Cela, j'en conviens, m'aurait été impossible.

Oh! non; pas cela! Tout, la solitude ici, l'exil, mes longs ennuis, mes fatigues, mes névralgies insupportables dont l'acuité augmente chaque jour, mes relations abandonnées, ma vie perdue, tout, tout, mais pas cela!

Henriette me devient depuis hier un objet de haine. Quelle lâche créature! Je suis certain qu'elle a eu peur, qu'elle a vu, elle, le fantôme, le mort, l'apparition vengeresse. Elle a eu des cauchemars, des nuits dévastées par l'insomnie; elle s'est retournée sur sa couche déshonorée pendant des heures, essoufflée, suante, les yeux grands ouverts cherchant des protecteurs infernaux dans les ténèbres.

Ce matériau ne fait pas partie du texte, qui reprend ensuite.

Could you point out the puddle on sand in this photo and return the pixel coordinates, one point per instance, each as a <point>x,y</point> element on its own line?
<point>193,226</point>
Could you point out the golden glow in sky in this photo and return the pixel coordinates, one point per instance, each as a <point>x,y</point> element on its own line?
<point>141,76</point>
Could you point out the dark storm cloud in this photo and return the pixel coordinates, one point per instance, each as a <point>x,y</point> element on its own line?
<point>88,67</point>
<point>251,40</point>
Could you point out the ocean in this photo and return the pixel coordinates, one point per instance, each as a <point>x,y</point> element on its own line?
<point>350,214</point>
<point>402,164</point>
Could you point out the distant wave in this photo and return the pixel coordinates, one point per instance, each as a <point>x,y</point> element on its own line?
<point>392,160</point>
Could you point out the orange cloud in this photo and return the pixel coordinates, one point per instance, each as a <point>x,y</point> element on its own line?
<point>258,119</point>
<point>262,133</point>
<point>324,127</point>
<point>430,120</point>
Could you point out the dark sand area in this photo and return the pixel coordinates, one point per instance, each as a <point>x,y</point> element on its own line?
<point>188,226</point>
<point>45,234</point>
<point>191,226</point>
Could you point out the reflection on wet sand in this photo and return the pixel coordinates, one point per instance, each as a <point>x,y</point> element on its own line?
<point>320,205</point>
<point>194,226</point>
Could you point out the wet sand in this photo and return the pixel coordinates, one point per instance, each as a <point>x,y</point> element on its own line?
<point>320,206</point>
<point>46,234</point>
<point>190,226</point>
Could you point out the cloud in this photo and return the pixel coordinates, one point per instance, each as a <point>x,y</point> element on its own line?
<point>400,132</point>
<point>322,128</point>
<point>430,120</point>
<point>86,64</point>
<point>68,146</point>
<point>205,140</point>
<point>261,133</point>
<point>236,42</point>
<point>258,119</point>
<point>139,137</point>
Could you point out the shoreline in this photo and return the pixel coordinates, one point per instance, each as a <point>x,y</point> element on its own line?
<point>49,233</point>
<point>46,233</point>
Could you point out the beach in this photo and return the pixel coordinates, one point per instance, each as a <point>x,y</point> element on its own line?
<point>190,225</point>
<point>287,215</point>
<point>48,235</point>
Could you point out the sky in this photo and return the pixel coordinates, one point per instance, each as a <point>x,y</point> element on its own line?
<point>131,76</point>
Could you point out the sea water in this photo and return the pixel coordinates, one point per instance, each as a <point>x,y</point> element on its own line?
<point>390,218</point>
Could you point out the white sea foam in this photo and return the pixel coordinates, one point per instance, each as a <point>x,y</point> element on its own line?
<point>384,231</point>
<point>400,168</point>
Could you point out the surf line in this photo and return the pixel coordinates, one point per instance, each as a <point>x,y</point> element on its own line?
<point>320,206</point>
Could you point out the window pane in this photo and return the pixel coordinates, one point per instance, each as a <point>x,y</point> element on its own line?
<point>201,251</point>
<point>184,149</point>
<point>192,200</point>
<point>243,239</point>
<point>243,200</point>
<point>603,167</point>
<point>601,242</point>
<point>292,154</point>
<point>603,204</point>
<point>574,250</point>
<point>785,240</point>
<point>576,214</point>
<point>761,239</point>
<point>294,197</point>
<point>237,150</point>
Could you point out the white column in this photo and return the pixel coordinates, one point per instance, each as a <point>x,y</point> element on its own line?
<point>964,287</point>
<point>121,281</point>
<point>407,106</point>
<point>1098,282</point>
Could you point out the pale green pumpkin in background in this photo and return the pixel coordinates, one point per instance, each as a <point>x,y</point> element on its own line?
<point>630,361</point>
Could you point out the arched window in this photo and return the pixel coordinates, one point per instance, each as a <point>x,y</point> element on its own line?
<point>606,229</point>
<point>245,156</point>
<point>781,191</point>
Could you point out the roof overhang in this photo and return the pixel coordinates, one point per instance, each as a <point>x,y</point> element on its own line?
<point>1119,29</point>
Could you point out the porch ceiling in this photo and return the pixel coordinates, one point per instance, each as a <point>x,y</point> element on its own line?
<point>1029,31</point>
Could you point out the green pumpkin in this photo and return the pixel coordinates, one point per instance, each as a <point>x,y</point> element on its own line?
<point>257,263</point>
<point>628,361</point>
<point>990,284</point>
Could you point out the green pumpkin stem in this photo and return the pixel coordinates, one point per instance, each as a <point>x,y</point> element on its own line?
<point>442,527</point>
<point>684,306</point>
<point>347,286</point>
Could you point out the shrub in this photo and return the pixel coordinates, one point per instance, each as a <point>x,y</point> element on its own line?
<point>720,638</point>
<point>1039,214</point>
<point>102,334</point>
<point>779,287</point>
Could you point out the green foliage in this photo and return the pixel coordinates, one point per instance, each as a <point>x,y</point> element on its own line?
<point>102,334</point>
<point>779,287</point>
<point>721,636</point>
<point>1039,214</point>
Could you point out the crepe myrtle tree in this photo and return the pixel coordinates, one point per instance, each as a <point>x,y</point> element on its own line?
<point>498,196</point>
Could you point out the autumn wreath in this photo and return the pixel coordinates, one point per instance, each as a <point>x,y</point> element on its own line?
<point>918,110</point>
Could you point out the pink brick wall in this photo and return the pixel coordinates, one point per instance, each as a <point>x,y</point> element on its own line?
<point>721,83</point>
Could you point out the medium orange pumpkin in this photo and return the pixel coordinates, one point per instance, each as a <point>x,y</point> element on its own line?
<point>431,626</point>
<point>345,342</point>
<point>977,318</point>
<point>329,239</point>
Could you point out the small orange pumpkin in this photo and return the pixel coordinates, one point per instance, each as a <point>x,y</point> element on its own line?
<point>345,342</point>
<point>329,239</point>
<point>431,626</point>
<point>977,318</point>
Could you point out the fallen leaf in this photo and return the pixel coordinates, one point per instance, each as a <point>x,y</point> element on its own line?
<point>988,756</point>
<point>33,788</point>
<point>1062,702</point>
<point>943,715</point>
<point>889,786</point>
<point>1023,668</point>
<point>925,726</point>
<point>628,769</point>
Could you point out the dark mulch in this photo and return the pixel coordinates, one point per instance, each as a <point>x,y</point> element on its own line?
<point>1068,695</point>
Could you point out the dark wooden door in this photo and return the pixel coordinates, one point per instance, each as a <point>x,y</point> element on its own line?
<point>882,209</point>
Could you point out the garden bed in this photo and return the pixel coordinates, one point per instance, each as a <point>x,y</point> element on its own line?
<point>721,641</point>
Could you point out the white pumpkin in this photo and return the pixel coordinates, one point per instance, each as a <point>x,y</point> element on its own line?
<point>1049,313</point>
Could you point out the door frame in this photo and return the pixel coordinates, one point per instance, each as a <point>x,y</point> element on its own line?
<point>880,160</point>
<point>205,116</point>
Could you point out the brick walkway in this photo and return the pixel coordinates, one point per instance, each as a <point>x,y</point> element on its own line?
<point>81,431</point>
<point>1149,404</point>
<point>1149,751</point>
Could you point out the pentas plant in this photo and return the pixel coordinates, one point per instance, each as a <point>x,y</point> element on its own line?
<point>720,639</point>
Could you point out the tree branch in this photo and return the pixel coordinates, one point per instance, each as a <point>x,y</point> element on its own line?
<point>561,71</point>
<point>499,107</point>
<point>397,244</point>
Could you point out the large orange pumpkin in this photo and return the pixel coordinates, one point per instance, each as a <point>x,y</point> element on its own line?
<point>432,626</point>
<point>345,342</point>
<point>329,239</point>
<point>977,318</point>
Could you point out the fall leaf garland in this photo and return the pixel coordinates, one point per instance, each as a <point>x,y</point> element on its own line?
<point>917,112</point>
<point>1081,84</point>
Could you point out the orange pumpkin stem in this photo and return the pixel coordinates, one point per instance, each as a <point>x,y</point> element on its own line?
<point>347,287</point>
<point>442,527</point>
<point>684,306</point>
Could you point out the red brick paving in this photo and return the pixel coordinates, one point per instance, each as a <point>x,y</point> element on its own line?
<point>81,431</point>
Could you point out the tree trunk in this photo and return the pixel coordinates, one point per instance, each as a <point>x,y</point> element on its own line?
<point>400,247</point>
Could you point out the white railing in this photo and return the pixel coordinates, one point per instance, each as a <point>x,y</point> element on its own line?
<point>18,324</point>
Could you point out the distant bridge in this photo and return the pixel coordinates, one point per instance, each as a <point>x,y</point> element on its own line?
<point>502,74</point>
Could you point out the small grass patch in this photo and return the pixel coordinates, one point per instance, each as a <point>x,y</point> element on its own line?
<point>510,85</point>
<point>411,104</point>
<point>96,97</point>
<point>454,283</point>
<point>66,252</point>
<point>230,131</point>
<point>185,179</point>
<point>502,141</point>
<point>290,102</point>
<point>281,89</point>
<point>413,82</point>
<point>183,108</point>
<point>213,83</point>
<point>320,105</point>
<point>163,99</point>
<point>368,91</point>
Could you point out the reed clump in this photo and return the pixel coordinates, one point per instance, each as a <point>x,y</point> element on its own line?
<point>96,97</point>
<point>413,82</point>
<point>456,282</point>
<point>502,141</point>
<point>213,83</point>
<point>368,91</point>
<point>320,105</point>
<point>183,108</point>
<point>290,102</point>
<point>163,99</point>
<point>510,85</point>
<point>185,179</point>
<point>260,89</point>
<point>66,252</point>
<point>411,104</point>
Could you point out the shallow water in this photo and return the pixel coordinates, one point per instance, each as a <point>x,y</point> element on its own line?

Je vois cela d'ici. Elle a eu peur.

Depuis deux années elle lutte vainement contre l'ombre. Elle voit des
Féliciens partout.

Quand elle dort, Félicien entre dans la chambre mauve, enjambe le lit et vient s'étendre sur sa poitrine; il est livide, il y a une humidité âcre sur sa face, du sang dans le trou noir de ses yeux et sur sa barbe décolorée.

Et elle le voit, la misérable! Elle le regarde, elle ne peut pas ne pas le regarder. Tantôt le spectre est vêtu, tantôt il est nu; et quand il est nu, Henriette suit en tremblant de fièvre et d'horreur le lent et sûr travail des vers immondes qui dévorent cette chair froide. Maintenant les yeux ont été mangés; on voit la place profonde et sinistre, deux cavités où l'on pourrait enfoncer deux doigts. Aux épaules, un os sale apparaît décharné; les ongles des pieds et des mains sont tombés et laissent voir de petits moignons ratatinés. Et Henriette doit partager son lit avec cette pourriture infâme; elle la sent près d'elle. Quelquefois elle tente un mouvement désespéré; alors le cadavre roule sur elle, la soufflette d'un bras ballant et, brusquement repoussé, tombe à terre en entraînant les édredons de satin et les oreillers de dentelle. Alors Henriette n'ose pas descendre, n'ose plus bouger; elle reste accablée, demi-nue, sur le lit, et attend en grelottant l'aurore.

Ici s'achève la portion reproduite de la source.